Suppose you invest $3000 in an account that pays 5.9% interest compounded continuously.You leave the money in the account without making any additional deposits or withdraws. After 7 years the account will be worth$________

To the nearest 10th of a year, it will take _____years for the money in the account to double.

2. Originally Posted by prissy26
Suppose you invest $3000 in an account that pays 5.9% interest compounded continuously.You leave the money in the account without making any additional deposits or withdraws. After 7 years the account will be worth$________

To the nearest 10th of a year, it will take _____years for the money in the account to double.
These are formula problems. Your course materials should have supplied the formula.

Evaluate:
$3000*e^{0.059*7} = ??$

Solve for t
$3000*e^{0.059*t} = 6000$

3. huh?

4. Okay, Ty, that was not an encouraging response. It's time to back up a hair and see where you are so I can quit guessing.

These are test questions to get you started...

Why are you asking these questions?
What class are you in?
What is the nature of your study? Online, self, classroom?
Do you have a local advisor or tutor?
Do you have a book?
What is your motivation for your studies? Required? Fun? Found a book on the street?
Have you ever met a logarithm or the number "e"?

If you are not familiar with the most basic notation, we do have to back up to get it or you're going to have to start using magic.
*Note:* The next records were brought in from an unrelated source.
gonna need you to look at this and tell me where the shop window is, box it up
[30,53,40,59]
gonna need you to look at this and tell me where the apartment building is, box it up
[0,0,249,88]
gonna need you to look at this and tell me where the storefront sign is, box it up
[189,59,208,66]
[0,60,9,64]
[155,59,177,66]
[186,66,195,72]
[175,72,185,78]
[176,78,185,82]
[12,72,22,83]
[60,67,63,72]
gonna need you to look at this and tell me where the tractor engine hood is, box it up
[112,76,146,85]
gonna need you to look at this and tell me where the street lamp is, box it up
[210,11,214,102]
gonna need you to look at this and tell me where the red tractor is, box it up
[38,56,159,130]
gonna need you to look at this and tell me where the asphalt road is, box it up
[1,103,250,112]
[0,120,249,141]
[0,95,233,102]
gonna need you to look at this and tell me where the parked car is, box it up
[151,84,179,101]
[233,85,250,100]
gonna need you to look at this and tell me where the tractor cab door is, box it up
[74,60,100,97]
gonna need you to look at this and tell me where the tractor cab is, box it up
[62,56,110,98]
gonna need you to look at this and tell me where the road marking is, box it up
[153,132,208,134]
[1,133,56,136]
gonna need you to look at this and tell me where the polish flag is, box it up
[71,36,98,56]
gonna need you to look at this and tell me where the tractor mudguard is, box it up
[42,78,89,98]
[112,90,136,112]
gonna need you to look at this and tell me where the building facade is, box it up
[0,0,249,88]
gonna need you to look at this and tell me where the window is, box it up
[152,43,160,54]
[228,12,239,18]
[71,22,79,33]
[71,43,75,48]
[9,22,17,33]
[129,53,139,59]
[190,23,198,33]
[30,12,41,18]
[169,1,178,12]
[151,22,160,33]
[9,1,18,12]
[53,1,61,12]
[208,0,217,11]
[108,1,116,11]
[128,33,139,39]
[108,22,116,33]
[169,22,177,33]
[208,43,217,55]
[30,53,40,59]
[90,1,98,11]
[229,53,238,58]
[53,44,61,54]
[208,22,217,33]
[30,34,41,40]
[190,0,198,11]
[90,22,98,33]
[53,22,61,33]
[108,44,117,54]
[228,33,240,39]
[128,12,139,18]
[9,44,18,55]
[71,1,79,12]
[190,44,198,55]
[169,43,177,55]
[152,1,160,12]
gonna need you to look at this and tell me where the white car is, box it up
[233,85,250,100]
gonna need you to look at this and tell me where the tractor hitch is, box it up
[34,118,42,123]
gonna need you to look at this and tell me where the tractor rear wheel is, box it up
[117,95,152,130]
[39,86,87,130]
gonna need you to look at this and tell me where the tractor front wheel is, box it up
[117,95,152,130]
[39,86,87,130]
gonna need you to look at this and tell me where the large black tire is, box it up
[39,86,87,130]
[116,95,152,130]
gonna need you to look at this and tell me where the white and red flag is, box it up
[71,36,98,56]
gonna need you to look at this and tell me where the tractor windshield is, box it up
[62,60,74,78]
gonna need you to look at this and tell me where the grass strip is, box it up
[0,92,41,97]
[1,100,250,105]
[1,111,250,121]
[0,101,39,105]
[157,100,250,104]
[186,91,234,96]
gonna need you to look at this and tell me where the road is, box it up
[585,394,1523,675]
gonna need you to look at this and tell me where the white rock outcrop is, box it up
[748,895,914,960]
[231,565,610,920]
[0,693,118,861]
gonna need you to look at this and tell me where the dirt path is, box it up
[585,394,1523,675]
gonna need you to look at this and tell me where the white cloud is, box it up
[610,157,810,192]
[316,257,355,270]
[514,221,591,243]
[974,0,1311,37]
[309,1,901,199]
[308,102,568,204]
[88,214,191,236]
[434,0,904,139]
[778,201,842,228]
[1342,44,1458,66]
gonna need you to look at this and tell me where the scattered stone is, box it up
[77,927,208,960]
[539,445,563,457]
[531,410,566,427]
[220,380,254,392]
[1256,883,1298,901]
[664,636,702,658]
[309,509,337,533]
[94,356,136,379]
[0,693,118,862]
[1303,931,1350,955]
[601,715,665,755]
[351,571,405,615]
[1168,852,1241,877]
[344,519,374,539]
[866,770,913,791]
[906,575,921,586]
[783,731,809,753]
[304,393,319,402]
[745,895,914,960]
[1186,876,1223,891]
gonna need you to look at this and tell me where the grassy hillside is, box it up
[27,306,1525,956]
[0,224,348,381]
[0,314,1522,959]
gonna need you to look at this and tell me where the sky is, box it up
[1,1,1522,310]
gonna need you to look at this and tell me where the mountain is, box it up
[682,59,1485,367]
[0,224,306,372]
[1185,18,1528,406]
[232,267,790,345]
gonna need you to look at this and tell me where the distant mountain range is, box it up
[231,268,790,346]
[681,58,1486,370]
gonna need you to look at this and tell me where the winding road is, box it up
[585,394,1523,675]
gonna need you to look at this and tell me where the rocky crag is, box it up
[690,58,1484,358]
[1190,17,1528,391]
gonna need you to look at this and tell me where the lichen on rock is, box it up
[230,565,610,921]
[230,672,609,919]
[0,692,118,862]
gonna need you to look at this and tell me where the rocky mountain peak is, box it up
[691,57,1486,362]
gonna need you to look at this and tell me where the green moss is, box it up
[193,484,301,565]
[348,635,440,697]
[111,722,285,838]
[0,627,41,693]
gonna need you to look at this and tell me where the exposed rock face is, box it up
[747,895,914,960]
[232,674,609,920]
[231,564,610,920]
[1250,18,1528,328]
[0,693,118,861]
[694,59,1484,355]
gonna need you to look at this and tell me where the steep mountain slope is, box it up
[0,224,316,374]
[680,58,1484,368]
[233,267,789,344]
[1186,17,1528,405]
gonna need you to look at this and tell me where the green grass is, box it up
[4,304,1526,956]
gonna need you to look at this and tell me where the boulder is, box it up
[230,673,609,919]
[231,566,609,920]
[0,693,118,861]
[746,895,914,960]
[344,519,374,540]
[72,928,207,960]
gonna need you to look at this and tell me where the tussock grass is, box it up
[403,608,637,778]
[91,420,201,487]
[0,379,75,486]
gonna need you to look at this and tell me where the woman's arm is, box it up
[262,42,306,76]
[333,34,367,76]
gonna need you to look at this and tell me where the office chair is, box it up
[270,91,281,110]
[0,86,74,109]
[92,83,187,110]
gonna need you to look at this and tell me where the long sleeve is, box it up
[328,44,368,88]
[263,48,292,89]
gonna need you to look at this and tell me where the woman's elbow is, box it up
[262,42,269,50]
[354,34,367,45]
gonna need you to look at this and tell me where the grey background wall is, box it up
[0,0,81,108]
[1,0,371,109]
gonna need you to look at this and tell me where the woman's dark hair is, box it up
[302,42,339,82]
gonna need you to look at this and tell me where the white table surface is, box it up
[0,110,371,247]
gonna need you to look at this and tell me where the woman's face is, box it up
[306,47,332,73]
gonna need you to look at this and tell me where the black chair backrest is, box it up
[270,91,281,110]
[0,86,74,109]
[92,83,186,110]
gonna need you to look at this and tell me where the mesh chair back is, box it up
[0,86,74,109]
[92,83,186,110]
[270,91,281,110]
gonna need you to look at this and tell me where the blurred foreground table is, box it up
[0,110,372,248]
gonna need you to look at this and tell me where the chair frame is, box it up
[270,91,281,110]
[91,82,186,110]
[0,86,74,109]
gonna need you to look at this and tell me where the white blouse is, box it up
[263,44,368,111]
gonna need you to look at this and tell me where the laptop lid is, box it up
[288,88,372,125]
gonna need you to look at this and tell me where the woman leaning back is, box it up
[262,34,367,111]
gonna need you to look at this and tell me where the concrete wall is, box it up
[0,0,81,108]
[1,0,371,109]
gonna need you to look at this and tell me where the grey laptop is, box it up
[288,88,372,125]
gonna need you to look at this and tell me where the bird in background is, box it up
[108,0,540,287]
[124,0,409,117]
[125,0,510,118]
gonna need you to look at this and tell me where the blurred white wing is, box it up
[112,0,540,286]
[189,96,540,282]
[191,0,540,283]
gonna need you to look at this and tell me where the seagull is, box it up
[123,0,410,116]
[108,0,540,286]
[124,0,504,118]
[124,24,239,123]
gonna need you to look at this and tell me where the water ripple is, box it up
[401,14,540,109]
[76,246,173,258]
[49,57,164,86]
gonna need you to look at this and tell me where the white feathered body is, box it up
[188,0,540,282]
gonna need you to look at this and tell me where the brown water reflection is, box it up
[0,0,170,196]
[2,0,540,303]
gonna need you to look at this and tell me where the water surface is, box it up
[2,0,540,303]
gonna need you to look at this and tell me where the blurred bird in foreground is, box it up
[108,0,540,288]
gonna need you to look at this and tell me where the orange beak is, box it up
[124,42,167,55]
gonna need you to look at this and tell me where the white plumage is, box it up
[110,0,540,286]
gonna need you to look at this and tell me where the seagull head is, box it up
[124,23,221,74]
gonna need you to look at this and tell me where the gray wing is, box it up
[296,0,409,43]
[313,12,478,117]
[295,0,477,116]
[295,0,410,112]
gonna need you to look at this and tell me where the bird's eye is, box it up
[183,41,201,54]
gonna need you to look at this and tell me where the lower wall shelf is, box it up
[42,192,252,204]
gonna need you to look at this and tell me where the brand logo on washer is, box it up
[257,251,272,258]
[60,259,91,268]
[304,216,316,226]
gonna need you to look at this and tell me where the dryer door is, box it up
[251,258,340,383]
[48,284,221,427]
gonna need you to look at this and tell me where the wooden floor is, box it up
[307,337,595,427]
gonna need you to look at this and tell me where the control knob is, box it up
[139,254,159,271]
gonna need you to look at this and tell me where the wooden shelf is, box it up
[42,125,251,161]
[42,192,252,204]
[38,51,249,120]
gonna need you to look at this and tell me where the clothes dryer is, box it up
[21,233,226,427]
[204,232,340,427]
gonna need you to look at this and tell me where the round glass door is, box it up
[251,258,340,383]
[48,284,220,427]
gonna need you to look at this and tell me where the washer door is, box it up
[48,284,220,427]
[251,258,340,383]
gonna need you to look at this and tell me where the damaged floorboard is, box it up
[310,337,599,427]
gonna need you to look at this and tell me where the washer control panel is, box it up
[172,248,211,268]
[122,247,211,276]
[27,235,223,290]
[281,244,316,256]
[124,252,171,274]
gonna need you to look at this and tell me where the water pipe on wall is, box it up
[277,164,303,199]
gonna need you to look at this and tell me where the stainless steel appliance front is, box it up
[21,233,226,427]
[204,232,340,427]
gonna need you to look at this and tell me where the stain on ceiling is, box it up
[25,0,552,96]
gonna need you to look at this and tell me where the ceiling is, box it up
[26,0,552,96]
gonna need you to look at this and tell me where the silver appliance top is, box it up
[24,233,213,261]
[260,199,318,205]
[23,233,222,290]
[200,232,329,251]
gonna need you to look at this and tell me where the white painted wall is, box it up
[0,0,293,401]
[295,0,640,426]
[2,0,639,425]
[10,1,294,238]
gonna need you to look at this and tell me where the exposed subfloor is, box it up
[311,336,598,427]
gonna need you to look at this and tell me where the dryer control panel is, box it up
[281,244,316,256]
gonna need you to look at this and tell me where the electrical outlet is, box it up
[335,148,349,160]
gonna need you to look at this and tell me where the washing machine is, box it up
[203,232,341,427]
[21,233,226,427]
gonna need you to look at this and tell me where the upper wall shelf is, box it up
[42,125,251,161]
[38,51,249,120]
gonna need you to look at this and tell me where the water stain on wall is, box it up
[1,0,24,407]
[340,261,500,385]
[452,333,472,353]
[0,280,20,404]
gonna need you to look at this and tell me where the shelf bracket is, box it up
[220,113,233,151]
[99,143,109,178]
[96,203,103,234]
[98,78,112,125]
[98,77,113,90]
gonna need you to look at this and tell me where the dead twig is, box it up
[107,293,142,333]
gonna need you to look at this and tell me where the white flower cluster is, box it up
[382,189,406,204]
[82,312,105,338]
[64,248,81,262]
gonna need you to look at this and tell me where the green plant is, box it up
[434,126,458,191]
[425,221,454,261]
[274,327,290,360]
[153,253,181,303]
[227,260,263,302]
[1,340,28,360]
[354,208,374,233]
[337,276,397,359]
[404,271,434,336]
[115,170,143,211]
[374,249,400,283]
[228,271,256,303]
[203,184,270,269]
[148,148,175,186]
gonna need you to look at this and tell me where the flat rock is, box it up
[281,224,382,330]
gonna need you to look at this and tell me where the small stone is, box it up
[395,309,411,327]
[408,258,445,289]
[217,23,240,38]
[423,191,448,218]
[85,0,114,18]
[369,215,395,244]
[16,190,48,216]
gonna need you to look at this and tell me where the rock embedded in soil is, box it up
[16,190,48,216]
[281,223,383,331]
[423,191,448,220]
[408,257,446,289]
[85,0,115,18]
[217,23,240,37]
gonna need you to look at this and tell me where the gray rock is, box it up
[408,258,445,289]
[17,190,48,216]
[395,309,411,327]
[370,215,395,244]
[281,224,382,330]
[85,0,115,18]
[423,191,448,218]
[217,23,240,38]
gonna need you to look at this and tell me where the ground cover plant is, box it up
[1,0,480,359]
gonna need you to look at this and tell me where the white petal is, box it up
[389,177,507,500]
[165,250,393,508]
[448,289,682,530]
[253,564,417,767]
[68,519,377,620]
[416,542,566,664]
5. Originally Posted by prissy26
Suppose you invest $3000 in an account that pays 5.9% interest compounded continuously.You leave the money in the account without making any additional deposits or withdraws. After 7 years the account will be worth$________

To the nearest 10th of a year, it will take _____years for the money in the account to double.
Originally Posted by TKHunny
These are formula problems. Your course materials should have supplied the formula.

Evaluate:
$3000*e^{0.059*7} = ??$

Solve for t
$3000*e^{0.059*t} = 6000$
The formula is
$P = Ae^{rt}$
where P is principle, A is the initial amount invested, r is the rate, and t is the time.

-Dan